According to Zikmund and Babin (2010), specific conditions define a parametric test because the parameters used in the test have a unique mathematical distribution. Hebel (2002) describes the conditions necessary for a non-parametric test to include using data characterized by independent observations with variables measured on an interval scale. According to Hebel (2002) and Zikmund and Babin (2010) the data used in the non-parametric test lacks a specific distribution. In this case, there are no specific assumptions made about the data used to study a specific population. Zikmund and Babin’s (2010) contrast of a parametric test from a non-parametric distribution to be that relies on data with a specific distribution. According to Zikmund and Babin (2010) the models used in non-parametric tests change according to the changes in the characteristics of the population under investigation. Zikmund and Babin’s (2010) shows that the model used for parametric tests does not increase in size. The variables used in non-parametric statistical tests have probability distributions based on the assumptions made about the data while parametric distributions rely on assumptions made about the data. It is important to note that non-parametric tests have data that is applicable in ordinal and non-ordinal scales while parametric tests use ratio or interval scales. When conducting tests with non-parametric tests, the most appropriate test to use is the spearman’s test while for the parametric test is the Pearson test.
Examples of non-parametric tests by Zikmund and Babin (2010) include situations where tests done on data provide information about n observations drawn from a population having a hypothesized value equal to the median of the population having an output value as the null median. Another area of application is the Wilcoxon Matched Pairs Signed-Ranks Test to decide if the media of the data is zero, and Kendall’s Rank Correlation Coefficient (Kendall’s τ) to decide the correlation between two variables. On the other hand, parametric tests are suitable for population with a normal distribution and a homogenous variance. According to Zikmund and Babin (2010), the data set being investigated has independent relationship and the mean of the data provides a central measure. Zikmund and Babin (2010) and Hebel (2002) describe a non-parametric test to be defined by any form of assumed distribution of data, with any type of variance, and having an ordinal or nominal characteristic, and the median as a measure of central tendency.
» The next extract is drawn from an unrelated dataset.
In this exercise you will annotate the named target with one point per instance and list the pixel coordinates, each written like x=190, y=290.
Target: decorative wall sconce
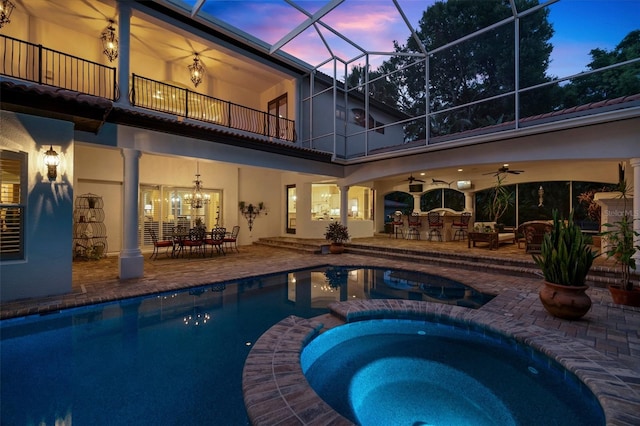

In addition, non-parametric tests are applicable in situations with statistical problems of hypothesis tests and estimation of population parameters such as in behavioral science and can be done without automated tools. On the other hand, if assumptions about the data under test are met, then a parametric test is the most applicable.
The advantages of non-parametric tests include ability to get exact probability statements irrespective of the population characteristics, observations from a range of samples, and easy to learn and apply. Disadvantages include low precision and low power. According to Hebel (2002) the advantages of parametric tests include the ability to accommodate more assumptions, use a specific probability model, are precise, secure, and have high power. Never substitute parametric tests for non-parametric tests and vice versa.
In conclusion, non-parametric tests provide better results in situations where parametric tests are inapplicable. Each test provides accurate results if applied on the correct data.
Hebel, A. (2002). Parametric versus Nonparametric Statistics – When to use them and which is more powerful? Web.
Zikmund, W., G., & Babin, B. (2010). Exploring marketing research (10th ed.). Mason, Ohio: Thomson South-Western.